Why Be A Deacon

Front row are the deacons: Ben Ema, Elliott Stephensen, Steve Arnold.


I am receiving many questions about my new involvement with the Lutheran Deaconess Association (LDA),  The questions come in many forms.  The questions are not judgmental.  The questions express a sincere curiosity, but, also express that people have trouble understanding what this “deacon thing” is all about.  The questions essentially boil down to two:

 1)      What is the advantage of becoming a deacon through the Lutheran Deaconess Association (LDA)?

2)      Why are you doing this?  (I think for some the question carries the underlying wonder as to why I would be doing this “at my age.”)

These are great questions and I want to address them in two ways.  First, I want to address my answers to those who might be in discernment about joining Lutheran Deacons [Lutheran Deacons is the name that has been selected by the initial group of men forming in the LDA and will eventually become a conference within the LDA].  Second, I will address why this is important to me.


 It is fair to say that becoming a deacon within the LDA is not for everyone, and, that is OK.  Deacons do not “own” diaconal ministry.  Every Christian is commissioned for Word and Service ministry at their Baptism, so this calling is not unique to any group of people.  Deacons do help sisters and brothers live out their diaconal call and help them identify their own unique way to live the call.  Deacons lead the way in demonstrating how Word and Service ministry is done in any vocation that serves.  Deacons serve congregations, but deacons also serve as public school teachers, nurses, doctors, chaplains and any number of professions that serve the needs of others.

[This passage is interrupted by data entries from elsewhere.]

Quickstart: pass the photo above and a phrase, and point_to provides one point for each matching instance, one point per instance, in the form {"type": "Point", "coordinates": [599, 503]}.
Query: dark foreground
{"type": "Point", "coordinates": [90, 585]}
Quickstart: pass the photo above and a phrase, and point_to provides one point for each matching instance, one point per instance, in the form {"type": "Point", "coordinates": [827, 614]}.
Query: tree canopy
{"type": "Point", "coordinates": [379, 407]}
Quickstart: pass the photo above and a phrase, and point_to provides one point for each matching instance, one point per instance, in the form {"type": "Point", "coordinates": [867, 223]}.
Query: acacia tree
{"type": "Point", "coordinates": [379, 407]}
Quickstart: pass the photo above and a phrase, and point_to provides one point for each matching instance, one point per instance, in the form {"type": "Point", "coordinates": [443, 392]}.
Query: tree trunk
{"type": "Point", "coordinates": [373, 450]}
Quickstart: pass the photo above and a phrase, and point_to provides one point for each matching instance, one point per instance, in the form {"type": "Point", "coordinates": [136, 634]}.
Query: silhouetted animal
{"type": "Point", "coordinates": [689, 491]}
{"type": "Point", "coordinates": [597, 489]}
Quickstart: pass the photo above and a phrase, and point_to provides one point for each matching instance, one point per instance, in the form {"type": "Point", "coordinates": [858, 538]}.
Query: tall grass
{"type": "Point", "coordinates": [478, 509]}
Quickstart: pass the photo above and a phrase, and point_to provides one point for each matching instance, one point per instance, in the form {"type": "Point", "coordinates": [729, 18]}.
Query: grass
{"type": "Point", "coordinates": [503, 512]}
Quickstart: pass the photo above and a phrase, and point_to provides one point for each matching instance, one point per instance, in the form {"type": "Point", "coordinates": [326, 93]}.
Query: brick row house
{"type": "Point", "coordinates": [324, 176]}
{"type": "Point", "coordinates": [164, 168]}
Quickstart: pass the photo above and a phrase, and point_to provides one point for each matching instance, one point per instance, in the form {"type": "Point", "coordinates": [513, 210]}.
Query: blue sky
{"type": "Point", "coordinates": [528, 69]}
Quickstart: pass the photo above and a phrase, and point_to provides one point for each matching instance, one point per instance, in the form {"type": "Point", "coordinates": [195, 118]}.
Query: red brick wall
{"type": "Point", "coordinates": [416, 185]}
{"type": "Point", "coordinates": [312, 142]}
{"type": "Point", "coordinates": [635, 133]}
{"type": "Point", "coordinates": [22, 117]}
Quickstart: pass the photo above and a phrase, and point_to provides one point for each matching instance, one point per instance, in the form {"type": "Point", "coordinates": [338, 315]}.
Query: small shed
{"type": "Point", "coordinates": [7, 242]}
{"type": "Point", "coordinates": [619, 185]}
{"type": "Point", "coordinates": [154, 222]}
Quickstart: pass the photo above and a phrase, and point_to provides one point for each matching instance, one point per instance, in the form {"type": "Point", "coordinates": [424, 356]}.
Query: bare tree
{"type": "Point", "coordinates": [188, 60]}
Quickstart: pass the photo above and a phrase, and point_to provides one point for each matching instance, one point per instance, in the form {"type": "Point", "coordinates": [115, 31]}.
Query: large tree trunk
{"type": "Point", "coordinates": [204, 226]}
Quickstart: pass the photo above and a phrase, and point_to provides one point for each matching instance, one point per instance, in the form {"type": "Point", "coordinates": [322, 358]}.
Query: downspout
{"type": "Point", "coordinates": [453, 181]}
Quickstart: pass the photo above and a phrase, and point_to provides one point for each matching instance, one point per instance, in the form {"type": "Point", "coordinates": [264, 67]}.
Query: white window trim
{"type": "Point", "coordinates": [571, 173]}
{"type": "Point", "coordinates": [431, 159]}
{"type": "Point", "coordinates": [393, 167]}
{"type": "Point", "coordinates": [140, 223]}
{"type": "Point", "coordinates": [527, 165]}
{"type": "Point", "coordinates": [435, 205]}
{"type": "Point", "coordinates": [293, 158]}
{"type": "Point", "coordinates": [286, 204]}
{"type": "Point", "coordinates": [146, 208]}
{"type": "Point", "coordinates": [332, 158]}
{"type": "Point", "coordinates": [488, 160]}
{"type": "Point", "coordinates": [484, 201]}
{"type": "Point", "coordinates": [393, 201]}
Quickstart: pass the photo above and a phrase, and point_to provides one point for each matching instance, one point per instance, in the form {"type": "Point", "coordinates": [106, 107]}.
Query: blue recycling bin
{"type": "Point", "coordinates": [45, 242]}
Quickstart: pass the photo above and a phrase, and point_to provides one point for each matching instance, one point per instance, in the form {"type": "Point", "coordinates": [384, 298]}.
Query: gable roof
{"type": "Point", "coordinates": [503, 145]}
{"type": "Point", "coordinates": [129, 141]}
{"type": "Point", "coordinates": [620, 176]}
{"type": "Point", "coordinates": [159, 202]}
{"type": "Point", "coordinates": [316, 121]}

 Why does a deacon then join something like the LDA?  One word: community.  The Lutheran Deacons offer a place for support, sharing and study.  Lutheran Deacons help each other in answering the call and Lutheran Deacons help lead the Church in its understanding of the diaconal calling modeled by Christ.  Currently, at 10:00 pm. every Monday, the Lutheran Deacons convene on Skype for sharing, caring and praying.  It is a time to walk together in a special way.

 A Deacon would affiliate with the LDA because he shares in the vision of the community and embraces the guiding principles of service and witness.  A Deacon would affiliate with the LDA to be engaged in honest conversation and prayer and to have a group of people who “get it.”  It is a community that offers a place to be.


 What I believe I am doing is answering a call.  I have been serving in a diaconal role for 42 years, but, what I discern now is that I am being called to be a part of a diaconal community of men. 

 The LDA has provided a home for women since 1919, but there has not been a similar place for men who are ministers of Word and Service to be in community.  I am thankful that the LDA is now opening the opportunity for men to be in community and for men to be a part of the vision and ministry of the LDA. 

 I have known of the LDA since I was in high school.  It wasn’t until I graduated from college and began my parish service that I actually had contact with members of the LDA.  As I came to know the deaconesses in the field,  I must say that I was very impressed with their preparation, their formation, and their living out of community.  I really wanted a way to be a part of that, or a similar, process.

 So, when invited by the LDA to begin this process of formation, I felt it was time to put up or shut up.  I am thankful for the opportunity.  For me, age is never a barrier.  As long as I have life and breath, I hope to be growing, learning and discerning.  And, partly because of my age and my life experience in forming women and men for ministry, I believe I can bring some insights to the table that can be helpful.

I am committed to being a part of a male diaconal community and to helping form a male diaconal community.  Lutheran Deacons within the LDA provides a place of groundedness for me, and, for this I give thanks.